Acquired thrombotic thrombocytopenic purpura: A rare disease associated with BNT162b2 vaccine: Reply to comment from Doyle et al.

CONFLICTS OF INTEREST

The authors declare no competing financial interests.

AUTHOR CONTRIBUTIONS

D. Blickstein wrote the manuscript. M. Koren‐Michowitz provided input on the manuscript.

To the Editor,

We thank Dr. Doyle and colleagues for sharing their national data on de novo/relapsed acquired thrombotic thrombocytopenic purpura (aTTP) in the UK from January to November 2021. According to their report, there was no increased number of aTTP presentations during the peak of the UK vaccination program, and the incidence of aTTP cases was within the expected range of England’s population, with no increase in treatment demand for aTTP during 2021. In contrast, we have reported on a cluster of aTTP patients presenting on average 14 days after the BNT162b2 vaccine.  The 1‐month occurrence of aTTP patients in the first quartile of 2021 was the average annual number of aTTP patients (two–three) in a tertiary Israeli hospital.

There are several possible explanations for the difference in these reports.

Doyle et al. report that 59/90 (64%) of treated aTTP patients in the time frame defined above had one or more COVID‐19 vaccinations; 47% of those were ChAdOx1 and 52% were BNT162b2. In contrast, only the BNT162b2 vaccine was used in Israel until November 2021. While there are several additional reports on mRNA COVID‐19 vaccine (BNT162b2 and mRNA‐1273)–associated de novo/relapsed aTTP worldwide, , , , , there are only two reports of ChAdOx1‐associated aTTP. , A difference in the side effect profile associated with mRNA (Pfizer‐BioNTech and Moderna) compared to adenoviral vector‐based (AstraZeneca/ Johnson & Johnson) COVID‐19 vaccines was recently demonstrated.

For example, myocarditis is associated with mRNA vaccines and vaccine‐induced immune thrombotic thrombocytopenia (VITT) in the AstraZeneca vaccine.

One must also remember that there is worldwide under‐report to national reporting systems of drugs’ side effects in general and of COVID‐19 vaccines specifically, and there may be more BNT162b2‐associated aTTP cases than those reported in the literature so far.

Therefore, one can speculate that the low number of de novo/relapsed aTTP patients in the UK would have been double if only the BNT162b2 vaccine were used.

There is difference in the ethnic composition between Israel and the UK, and different genetic context could be another explanation for the difference in aTTP complication in response to the COVID‐19 vaccines in different parts of the world.

There are reports on aTTP association with other vaccines (e.g., H1N1 vaccine, pneumococcal vaccine) as mentioned in our report,  so that COVID‐19 vaccine–aTTP association is not different from previously described vaccine‐associated aTTP.

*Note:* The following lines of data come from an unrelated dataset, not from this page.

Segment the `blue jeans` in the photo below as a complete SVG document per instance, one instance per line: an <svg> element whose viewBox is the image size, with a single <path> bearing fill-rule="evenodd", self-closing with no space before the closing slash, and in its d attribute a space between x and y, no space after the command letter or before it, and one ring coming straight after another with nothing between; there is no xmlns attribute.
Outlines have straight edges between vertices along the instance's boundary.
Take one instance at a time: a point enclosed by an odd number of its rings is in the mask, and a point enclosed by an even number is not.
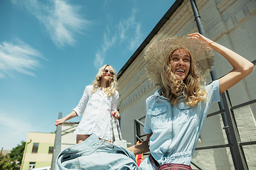
<svg viewBox="0 0 256 170"><path fill-rule="evenodd" d="M56 161L56 170L62 169L140 169L132 152L100 140L92 134L82 143L69 147L60 153Z"/></svg>

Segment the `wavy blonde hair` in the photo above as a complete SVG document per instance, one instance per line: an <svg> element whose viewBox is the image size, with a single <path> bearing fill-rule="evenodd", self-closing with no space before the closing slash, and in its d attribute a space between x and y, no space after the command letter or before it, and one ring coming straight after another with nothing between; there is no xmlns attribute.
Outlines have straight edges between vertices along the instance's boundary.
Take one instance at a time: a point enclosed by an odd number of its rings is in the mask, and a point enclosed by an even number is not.
<svg viewBox="0 0 256 170"><path fill-rule="evenodd" d="M171 72L171 57L174 52L178 49L174 49L170 52L161 69L161 93L164 96L169 98L171 105L176 105L179 103L178 97L184 91L184 103L193 107L201 100L205 102L208 94L206 90L202 89L202 79L198 76L198 71L189 52L188 52L191 58L191 65L188 74L185 79L178 79Z"/></svg>
<svg viewBox="0 0 256 170"><path fill-rule="evenodd" d="M103 75L103 72L107 67L109 67L111 71L113 72L114 75L112 76L111 79L109 80L107 84L107 88L105 89L105 93L107 96L114 95L117 88L117 78L116 72L114 72L113 67L111 65L105 64L101 68L99 69L99 72L96 75L95 79L92 82L93 89L91 92L91 95L96 92L97 88L100 87L101 77Z"/></svg>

Interestingly, the third BNT162b2 vaccine in Israel was associated with immune thrombocytopenic purpura (ITP) and not aTTP (data not reported yet), suggesting that there may be a dose‐dependent immune modulation.

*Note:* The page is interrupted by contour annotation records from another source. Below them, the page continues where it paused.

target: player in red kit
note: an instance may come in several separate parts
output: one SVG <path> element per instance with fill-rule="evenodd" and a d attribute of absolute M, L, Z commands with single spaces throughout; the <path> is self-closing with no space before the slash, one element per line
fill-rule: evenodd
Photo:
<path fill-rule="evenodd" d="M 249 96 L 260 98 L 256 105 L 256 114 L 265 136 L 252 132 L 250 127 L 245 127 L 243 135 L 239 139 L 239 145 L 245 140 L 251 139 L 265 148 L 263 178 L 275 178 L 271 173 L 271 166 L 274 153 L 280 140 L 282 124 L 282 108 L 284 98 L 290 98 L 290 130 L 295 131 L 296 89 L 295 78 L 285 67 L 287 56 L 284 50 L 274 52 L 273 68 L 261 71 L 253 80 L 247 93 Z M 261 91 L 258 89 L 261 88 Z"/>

aTTP associated with BNT162b2 vaccine is rare; therefore, we strongly support the use of COVID‐19 vaccines in the general population including aTTP patients. As discussed in our report, we suggest having protective measures before and after COVID‐19 vaccination in aTTP patients.

We strongly agree with the authors for the need of reporting aTTP presentations following COVID‐19 vaccination to a national reporting system scheme.